Rich, who is writing “The Silent Epidemic: A Child Psychiatrist’s Journey,” scheduled to be released later this year, says patients with FASD are prone to defiance, violent outbursts and feelings that they cannot trust anyone but themselves. There are times when both parent and child can be overwhelmed, so Rich teaches therapeutic techniques to both, in group and individual sessions.
Those techniques can include role-playing, meditation and visual imagery. “Sometimes I ask them to imagine a warm bright light passing down through their head, illuminating, massaging and soothing as it passes through their spine and all the way down, wrapping around their body like a warm bath of pure light,” said Rich. “In that cocoon, they find a place that is quiet and safe.”

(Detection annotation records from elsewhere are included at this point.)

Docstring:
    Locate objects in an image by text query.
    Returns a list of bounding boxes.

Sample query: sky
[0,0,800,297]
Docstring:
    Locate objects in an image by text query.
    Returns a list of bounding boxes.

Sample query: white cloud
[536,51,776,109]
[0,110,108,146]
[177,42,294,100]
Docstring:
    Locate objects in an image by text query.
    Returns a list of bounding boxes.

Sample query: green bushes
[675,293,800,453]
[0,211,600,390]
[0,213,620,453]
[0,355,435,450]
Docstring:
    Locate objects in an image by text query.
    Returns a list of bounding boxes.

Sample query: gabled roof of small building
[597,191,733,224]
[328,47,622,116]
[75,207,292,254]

Just being in nature can be a calming experience, said Rich. She believes it can teach patients coping skills for issues such as impulse control, and calm the inner turmoil that can lead to violent outbursts. As a result, she often conducts sessions outdoors, teaching immersion in nature, the importance of self-care and how to trust others through exposure to small farm animals.

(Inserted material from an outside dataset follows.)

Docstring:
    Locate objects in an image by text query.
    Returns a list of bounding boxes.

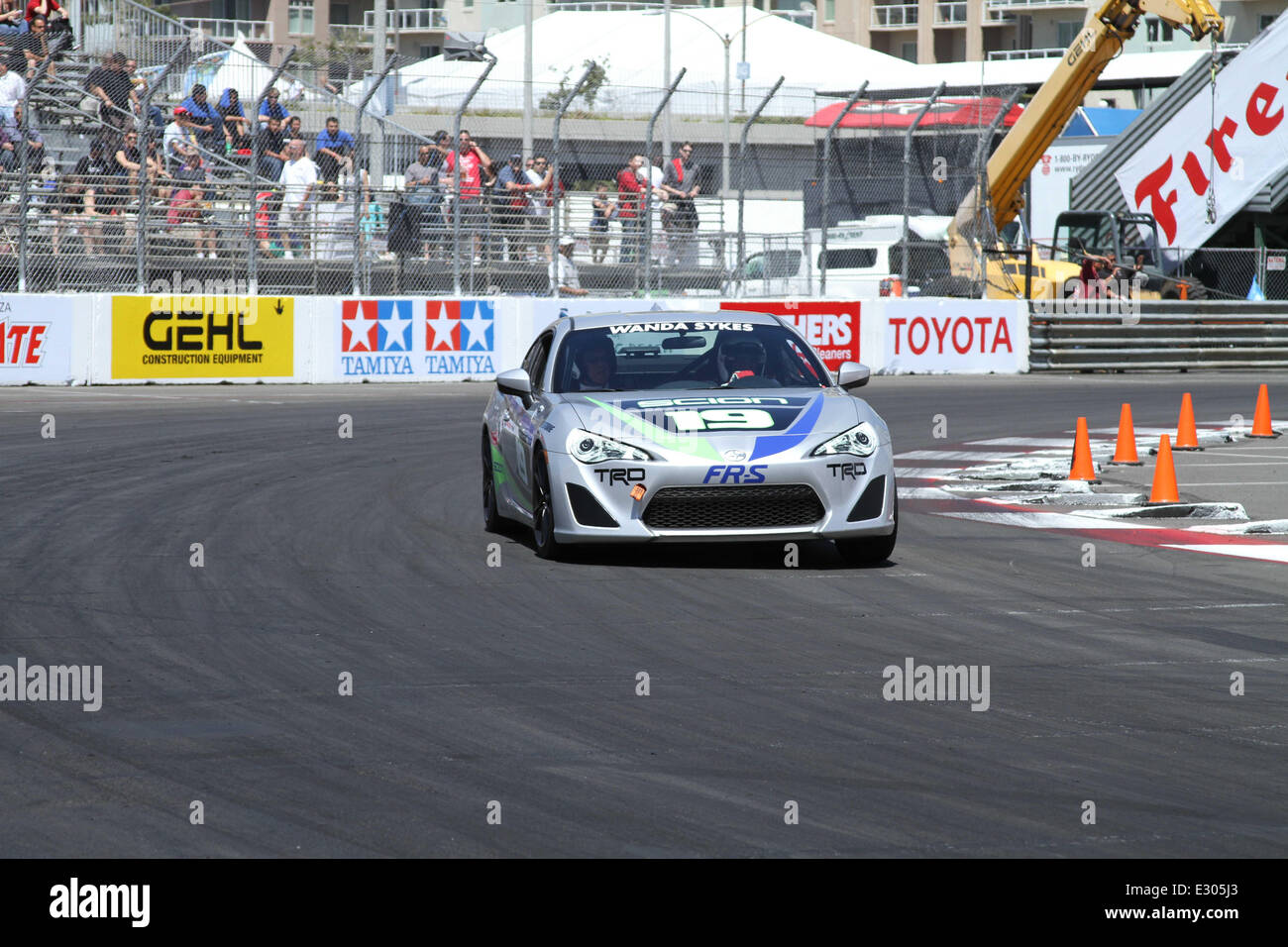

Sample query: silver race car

“Sitting in nature and just listening, they can calm their nervous system,” said Rich. “Very often kids are detached from nature. They can look back at the time when they were in the woods and find peace within themselves.”
Developmental delays are also common among patients with FASD, said Rich. “What I do is help parents understand what these kids need and to get them into social skills training, recreational activities. … I’m trying to teach people that if we look at these kids differently from an early age and see that their brains are wired differently, and help parents and educators understand the wiring differences, they won’t do things that can lead them into trouble.
“There are ways to teach them that are very helpful, but the way that the mainstream educational system is set over-stimulates them. Why are you having them do differential equations in kindergarten and read Harry Potter at three years old when they can’t even wipe their bottoms? You have start working with these kids at an early age, and teach them self care and how to cook their own food and how to manage their money,” said Rich.
Although FASD has a major impact on patients’ lives, it is not considered a clinical diagnosis, which advocates say creates a roadblock to treatment. Parents of children with FASD often feel isolated and misunderstood, says Nadia Carrell, founder of Advocacy and Support, a network of parents who children have FASD.
“FASD can be totally confounding for parents and life can be really awful if you don’t have a formal diagnosis,” said Carrell. “Someone can look totally normal, but in fact their social and emotional maturity is about half their age. Parents get labeled as someone who is controlling or ignorant or someone who needs to take parenting classes.”
Parents and children sometimes need to take a break from one another, which is where The Attachment Place comes in, said Fuller. “By the time kids come to us, usually everybody is pretty burned out,” said Fuller. “This is a respite, a time for the child to heal and learn how to have a healthy connection with someone and transfer that bond to Mom.”